All of the above comments means the same thing.
I know I can strip punctuation and use the compbl function to evaluate to single spaces, but does anyone know of a technique or function in Base sas that will attempt to realize that all of these strings are the same thing?
I'm thinking some kind of ranking system that says "comment A is 80% related to comment B", etc... I have never done this type of text mining before so I honestly don't know where to start!
If this is not a task that I should be trying in SAS please let me know! (I've heard that R can do this type of thing well, however from my VERY limited experience using R was not extremely helpful).
Thanks for your time.
11-02-2013 12:37 PM
have a look at the "spelling distance" function SPEDIS()
and test the results!
I found values under 10 were very close and results above 20 were "unreliable",
but your data will produce different results
11-04-2013 10:46 AM
Thank you for the suggestions. I will look into these functions some more.

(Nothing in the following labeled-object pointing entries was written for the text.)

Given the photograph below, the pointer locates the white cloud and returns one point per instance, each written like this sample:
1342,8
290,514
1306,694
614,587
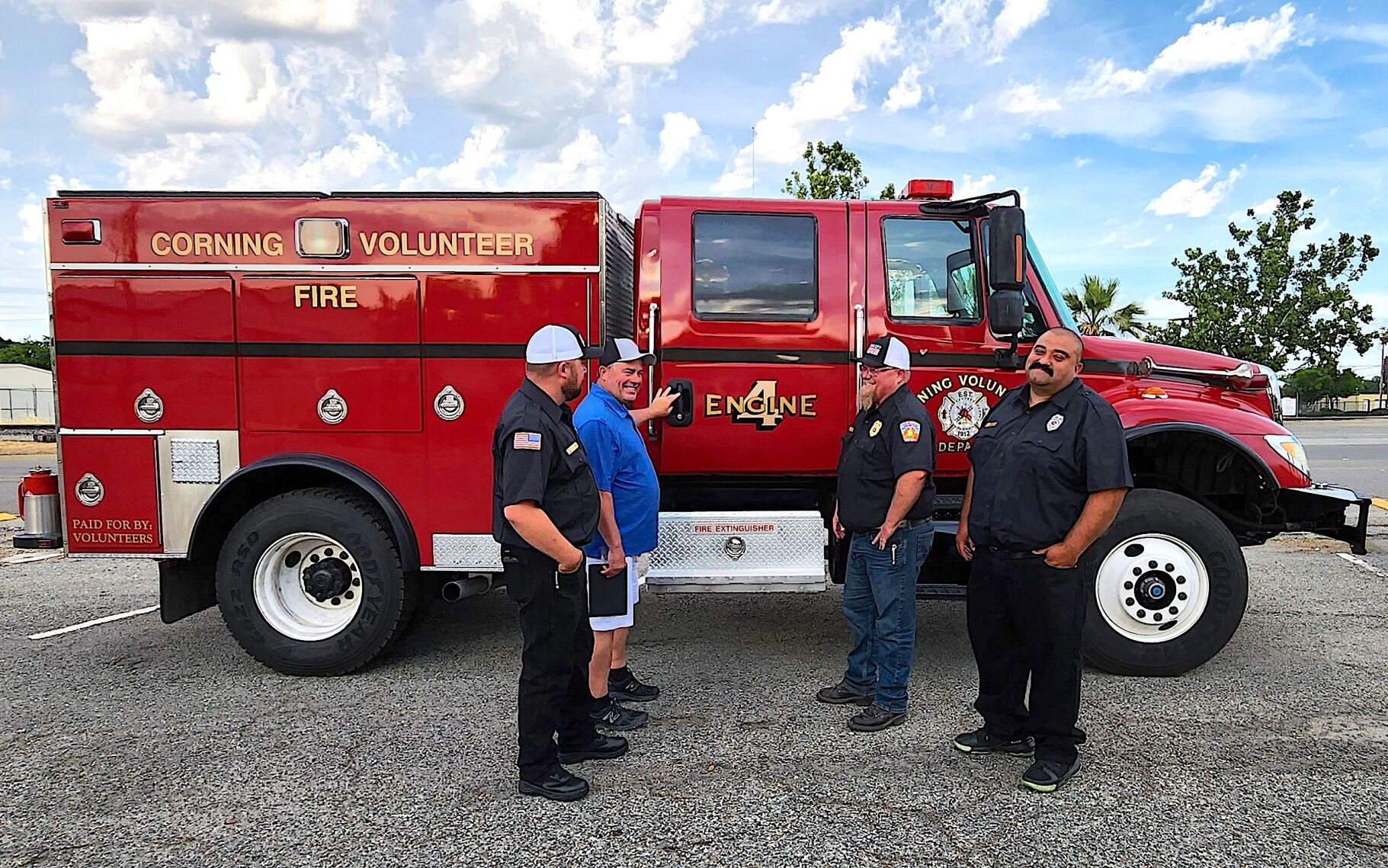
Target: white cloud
828,94
1026,99
906,94
1204,8
1016,17
682,138
1195,197
793,11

I have a feeling this process just isn't going to work, even with text mining just given the structure of the request and the data that we have...
I will keep you posted on which one of these functions I find more helpful!
11-04-2013 10:55 AM
Take a look at the approach I used as part of a presentation I recently did at the MWSUG meeting (see, Expert Panel Solution MWSUG 2013-Tabachneck - sasCommunity ). I had the most success using the compged function.
To use the same approach, you would simply have to create a second file that contains the strings you are interested in matching, compare each record with all of those strings, and capture the ones that have the lowest scores.
11-04-2013 11:01 AM
Thanks Arthur! I think here in Lies the problem.
My task is to actually look at a bunch of user responses to comments, and to FIND the values that they should have answered (each response is supposed to be logically equivalent to similar resopnses) so that I can create a "correct" mapping table.
For example, user comments can look like below.
"A decision had not been made up through the review period."
"A loan decision was not approved during the scope of this review."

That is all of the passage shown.